Сотник тем временем уложил старика на каменную плиту и, разорвав рубаху, оглядел жуткие раны. Левее грудины зияла рваная дыра. По бокам от неё пузырились раны поменьше с такими же рваными краями.
— Трезубец! — безнадёжно выдохнул Микишка и отвёл глаза. — Уже не помочь…
— Закрой пасть! — рявкнул Извек, хотя сам видел неотвратимость смерти и удивлялся, что старик ещё дышит. Оглянулся, беспомощно глянул на мальчишку. Тот сохранял полное присутствие духа.
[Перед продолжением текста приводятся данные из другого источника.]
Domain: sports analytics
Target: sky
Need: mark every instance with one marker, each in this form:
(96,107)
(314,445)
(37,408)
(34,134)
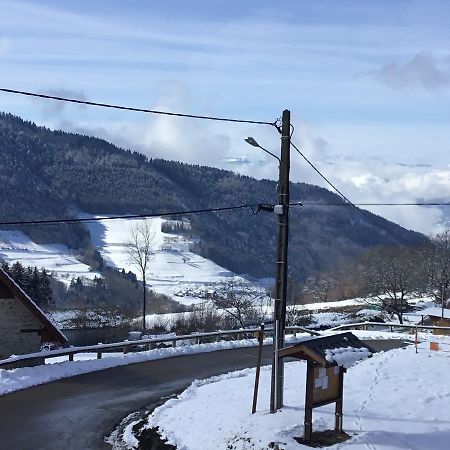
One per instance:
(367,84)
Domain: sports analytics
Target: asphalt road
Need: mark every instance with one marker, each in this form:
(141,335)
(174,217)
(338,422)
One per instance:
(78,412)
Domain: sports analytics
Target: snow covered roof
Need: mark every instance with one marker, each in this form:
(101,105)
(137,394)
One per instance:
(52,332)
(343,349)
(435,311)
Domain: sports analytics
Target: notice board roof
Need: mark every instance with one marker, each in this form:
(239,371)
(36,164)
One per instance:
(319,349)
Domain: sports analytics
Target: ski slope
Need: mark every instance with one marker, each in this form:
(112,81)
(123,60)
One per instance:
(56,258)
(174,270)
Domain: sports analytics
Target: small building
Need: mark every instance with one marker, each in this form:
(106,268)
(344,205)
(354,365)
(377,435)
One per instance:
(23,325)
(328,358)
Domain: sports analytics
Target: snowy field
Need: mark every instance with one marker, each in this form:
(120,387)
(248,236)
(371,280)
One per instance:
(174,269)
(394,400)
(56,258)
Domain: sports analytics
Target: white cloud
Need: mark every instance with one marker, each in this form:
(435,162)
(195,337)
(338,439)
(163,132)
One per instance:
(422,69)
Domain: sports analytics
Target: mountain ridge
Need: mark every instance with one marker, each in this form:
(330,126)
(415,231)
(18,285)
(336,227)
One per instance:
(52,174)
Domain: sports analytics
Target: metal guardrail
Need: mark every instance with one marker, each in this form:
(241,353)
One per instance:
(390,325)
(125,346)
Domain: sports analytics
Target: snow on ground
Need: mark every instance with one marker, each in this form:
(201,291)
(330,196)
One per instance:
(394,400)
(56,258)
(86,318)
(174,269)
(21,378)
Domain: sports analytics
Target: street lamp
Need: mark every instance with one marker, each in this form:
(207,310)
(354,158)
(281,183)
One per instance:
(282,209)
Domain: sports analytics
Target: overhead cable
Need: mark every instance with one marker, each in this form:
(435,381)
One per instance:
(130,108)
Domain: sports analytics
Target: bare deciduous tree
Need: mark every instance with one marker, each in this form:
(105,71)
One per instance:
(440,268)
(243,305)
(140,248)
(392,275)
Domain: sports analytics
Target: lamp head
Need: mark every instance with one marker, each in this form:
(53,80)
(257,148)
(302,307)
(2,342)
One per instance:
(251,141)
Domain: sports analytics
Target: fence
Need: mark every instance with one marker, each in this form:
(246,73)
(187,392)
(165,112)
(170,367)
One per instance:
(125,346)
(92,336)
(390,325)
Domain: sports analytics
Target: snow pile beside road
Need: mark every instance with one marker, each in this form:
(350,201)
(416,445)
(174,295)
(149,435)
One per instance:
(346,356)
(393,401)
(16,379)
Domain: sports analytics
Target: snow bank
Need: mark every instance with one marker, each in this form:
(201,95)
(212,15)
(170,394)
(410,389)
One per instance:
(16,379)
(346,356)
(392,401)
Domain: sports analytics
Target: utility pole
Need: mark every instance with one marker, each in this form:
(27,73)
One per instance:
(277,385)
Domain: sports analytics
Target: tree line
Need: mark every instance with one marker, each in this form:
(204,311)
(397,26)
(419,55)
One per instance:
(386,275)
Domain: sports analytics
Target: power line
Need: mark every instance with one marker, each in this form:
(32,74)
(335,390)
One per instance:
(126,217)
(375,204)
(130,108)
(321,174)
(350,203)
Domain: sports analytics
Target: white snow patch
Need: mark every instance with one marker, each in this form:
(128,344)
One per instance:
(16,246)
(21,378)
(346,356)
(174,269)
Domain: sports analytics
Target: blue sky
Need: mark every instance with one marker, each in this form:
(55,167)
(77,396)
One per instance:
(367,83)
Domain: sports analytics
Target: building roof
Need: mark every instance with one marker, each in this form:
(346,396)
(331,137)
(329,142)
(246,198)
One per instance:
(52,332)
(435,311)
(326,350)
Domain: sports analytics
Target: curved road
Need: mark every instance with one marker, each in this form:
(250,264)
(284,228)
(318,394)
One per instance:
(78,412)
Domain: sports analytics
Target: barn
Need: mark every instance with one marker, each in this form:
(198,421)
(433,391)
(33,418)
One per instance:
(23,325)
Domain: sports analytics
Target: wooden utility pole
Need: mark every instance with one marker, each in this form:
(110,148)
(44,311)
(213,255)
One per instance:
(282,209)
(260,334)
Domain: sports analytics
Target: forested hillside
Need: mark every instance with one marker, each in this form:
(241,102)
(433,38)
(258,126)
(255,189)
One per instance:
(48,174)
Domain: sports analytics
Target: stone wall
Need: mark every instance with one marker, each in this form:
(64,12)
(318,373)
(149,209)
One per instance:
(15,317)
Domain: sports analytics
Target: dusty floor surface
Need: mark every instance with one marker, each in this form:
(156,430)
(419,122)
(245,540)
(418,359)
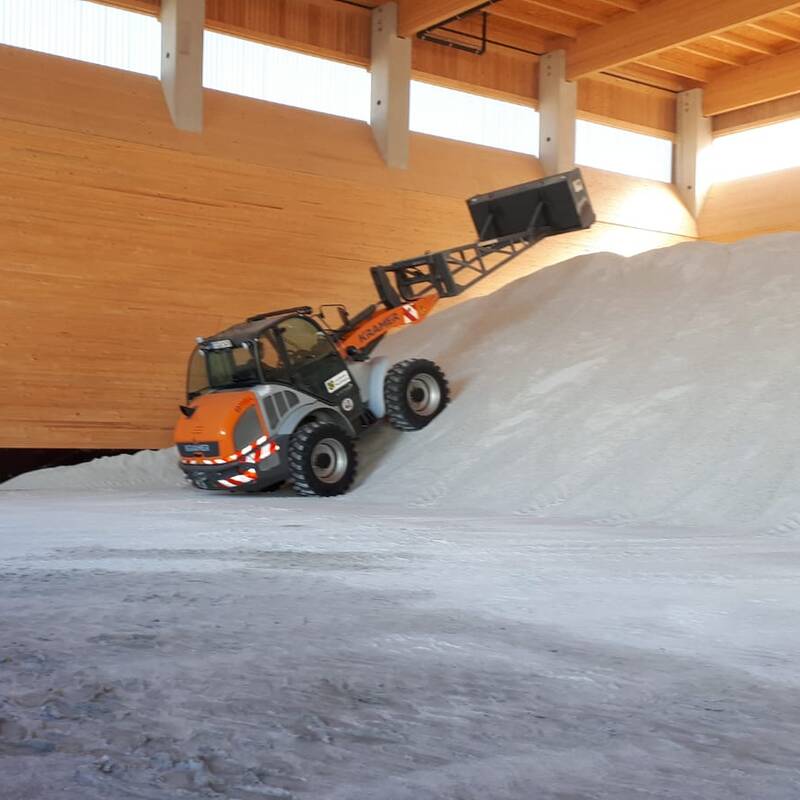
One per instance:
(164,644)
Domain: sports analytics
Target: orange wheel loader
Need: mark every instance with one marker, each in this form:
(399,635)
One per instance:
(283,396)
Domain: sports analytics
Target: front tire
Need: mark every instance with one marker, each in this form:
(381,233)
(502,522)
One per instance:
(415,392)
(322,460)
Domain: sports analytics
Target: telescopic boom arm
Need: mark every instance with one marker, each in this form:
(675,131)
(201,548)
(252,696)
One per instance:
(508,221)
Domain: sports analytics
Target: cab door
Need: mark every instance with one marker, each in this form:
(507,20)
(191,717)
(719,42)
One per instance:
(317,367)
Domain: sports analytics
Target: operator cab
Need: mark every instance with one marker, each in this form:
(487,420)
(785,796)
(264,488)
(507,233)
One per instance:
(276,347)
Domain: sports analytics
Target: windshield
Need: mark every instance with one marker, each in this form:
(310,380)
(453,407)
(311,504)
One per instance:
(221,369)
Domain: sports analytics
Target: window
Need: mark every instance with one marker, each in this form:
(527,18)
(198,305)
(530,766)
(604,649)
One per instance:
(238,66)
(629,153)
(768,148)
(83,31)
(472,118)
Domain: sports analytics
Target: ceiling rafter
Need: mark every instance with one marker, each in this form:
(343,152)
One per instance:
(776,29)
(660,26)
(570,10)
(528,14)
(745,43)
(759,82)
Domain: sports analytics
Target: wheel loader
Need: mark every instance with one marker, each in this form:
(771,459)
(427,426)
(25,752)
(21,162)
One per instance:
(284,395)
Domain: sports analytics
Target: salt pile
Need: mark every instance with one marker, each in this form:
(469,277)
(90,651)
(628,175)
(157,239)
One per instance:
(148,469)
(661,387)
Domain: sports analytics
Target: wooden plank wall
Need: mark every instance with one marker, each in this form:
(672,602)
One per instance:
(752,206)
(121,239)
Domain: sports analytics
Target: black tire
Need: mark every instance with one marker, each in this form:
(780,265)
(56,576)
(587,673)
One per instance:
(322,460)
(415,392)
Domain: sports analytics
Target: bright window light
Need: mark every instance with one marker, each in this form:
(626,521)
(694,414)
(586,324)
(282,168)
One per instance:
(615,150)
(768,148)
(471,118)
(83,31)
(238,66)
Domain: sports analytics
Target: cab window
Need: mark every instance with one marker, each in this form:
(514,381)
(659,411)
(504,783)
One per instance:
(312,357)
(304,342)
(272,366)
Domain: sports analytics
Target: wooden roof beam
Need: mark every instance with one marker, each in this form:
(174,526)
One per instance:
(768,79)
(658,27)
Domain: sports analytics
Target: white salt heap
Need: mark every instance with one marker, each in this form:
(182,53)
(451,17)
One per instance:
(657,388)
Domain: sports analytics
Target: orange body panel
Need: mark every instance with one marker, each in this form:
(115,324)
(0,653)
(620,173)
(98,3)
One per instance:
(387,319)
(215,419)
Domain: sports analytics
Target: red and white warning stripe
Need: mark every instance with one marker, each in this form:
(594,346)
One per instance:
(251,455)
(410,314)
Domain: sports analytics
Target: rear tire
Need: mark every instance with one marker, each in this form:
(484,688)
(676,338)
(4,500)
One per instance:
(415,392)
(322,460)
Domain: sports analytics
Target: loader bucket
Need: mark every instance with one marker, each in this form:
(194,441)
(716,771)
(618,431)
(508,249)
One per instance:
(561,200)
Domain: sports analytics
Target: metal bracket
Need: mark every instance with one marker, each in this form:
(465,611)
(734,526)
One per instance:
(428,35)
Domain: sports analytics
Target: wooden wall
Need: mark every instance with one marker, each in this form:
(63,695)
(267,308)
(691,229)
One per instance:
(121,239)
(751,206)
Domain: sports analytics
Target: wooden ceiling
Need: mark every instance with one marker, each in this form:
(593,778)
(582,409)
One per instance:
(628,56)
(742,51)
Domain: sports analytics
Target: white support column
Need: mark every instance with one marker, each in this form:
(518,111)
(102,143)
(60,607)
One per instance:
(692,151)
(391,80)
(558,103)
(182,23)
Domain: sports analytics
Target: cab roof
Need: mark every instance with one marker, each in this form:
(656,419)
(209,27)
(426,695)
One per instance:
(253,327)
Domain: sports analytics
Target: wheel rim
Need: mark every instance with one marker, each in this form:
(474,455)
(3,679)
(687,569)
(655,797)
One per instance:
(329,460)
(423,395)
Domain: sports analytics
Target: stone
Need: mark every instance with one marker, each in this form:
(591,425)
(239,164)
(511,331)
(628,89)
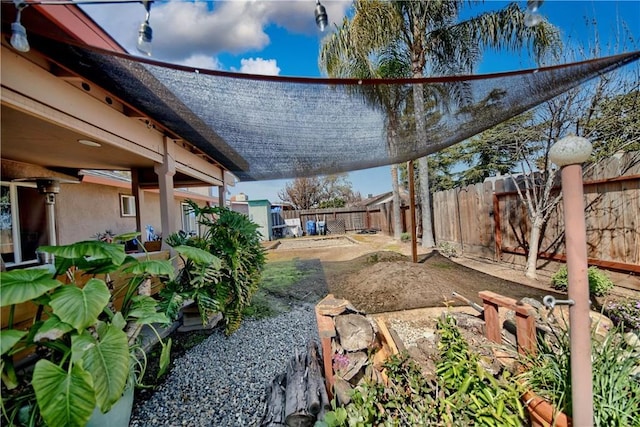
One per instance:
(355,332)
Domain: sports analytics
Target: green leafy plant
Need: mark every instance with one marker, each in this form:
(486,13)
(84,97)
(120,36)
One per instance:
(462,392)
(222,267)
(615,370)
(599,283)
(447,249)
(86,350)
(624,313)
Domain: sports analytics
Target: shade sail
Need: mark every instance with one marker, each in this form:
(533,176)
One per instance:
(268,127)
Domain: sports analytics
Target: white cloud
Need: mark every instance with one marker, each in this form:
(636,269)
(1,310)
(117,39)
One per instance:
(267,67)
(185,29)
(202,62)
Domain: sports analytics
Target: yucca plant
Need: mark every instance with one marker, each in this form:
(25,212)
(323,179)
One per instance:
(226,279)
(615,370)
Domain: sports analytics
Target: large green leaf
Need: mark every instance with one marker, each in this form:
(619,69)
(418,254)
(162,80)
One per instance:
(89,248)
(52,329)
(64,398)
(18,286)
(156,267)
(107,360)
(80,307)
(145,310)
(199,256)
(9,338)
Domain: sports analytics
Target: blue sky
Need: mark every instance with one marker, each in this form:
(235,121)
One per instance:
(279,37)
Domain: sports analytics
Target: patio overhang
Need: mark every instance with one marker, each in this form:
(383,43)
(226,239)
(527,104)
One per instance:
(47,109)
Облизав потрескавшиеся губы, шагнул к старику, положил узкую ладошку на морщинистый лоб и прошептал:
— Пришли.
Старец медленно открыл глаза, нечеловеческим усилием заставил себя что—то видеть и обвёл взглядом склонившиеся над ним лица.
— Пора. — проговорил он, глядя на мальчишку.
Отрок воткнул посох в землю, двинул руку под душегрейку, вытащил стёршийся от времени нож. Взявшись обеими руками, сглотнул ком в горле, занёс над головой.
— Ты… ты чё?! — еле выговорил Алтын и, расшиперив глаза, рванулся к мальчишке. Извек поймал за локоть, дёрнул обратно. Ополченец замер, дико поглядывая то на дружинника, то на мальца с ножом. Мальчишка постоял, не справляясь с текущими по щекам слезами, опустил руки, всхлипнул:
— Не могу!
— Что не могу?! — вспыхнул Алтын. — Вы что затеяли! Дай старику спокойно умереть!
Волхв собрал остатки сил и медленно проговорил:
— Лучше… в жертву Перуну, чем от ран… иноземной нечисти! Торопитесь! — из под лохматых бровей на Сотника сверкнули ясные серые глаза. — Уже… совсем мало сил… должны успеть вы!
Старик перевёл взгляд на парнишку, тот протянул древний нож и сжал трясущиеся губы. Извек стиснул отполированную веками рукоять.
— Привет там всем нашим…
— Погодь… — вдруг выкрикнул Микишка. — Дедуля, шепни хоть, откуда их столько принесло? И с чего?
Волхв прикрыл запавшие глаза.
— С чужими богами идут. Одни из—за моря, другие из степей… Чужие боги — чужие люди, чужие люди — чужие нелюди… спешите! — уже прохрипел он. Губы беззвучно зашевелились, творя слова последнего заговора.
Извек не дыша следил за губами. Дождавшись конечного слова, коротко ударил в сердце. Старик вздрогнул и затих. Мальчишка смахнул слезу, размазав по лицу копоть. Алтын положил ладонь на его золотистую неровно остриженную голову.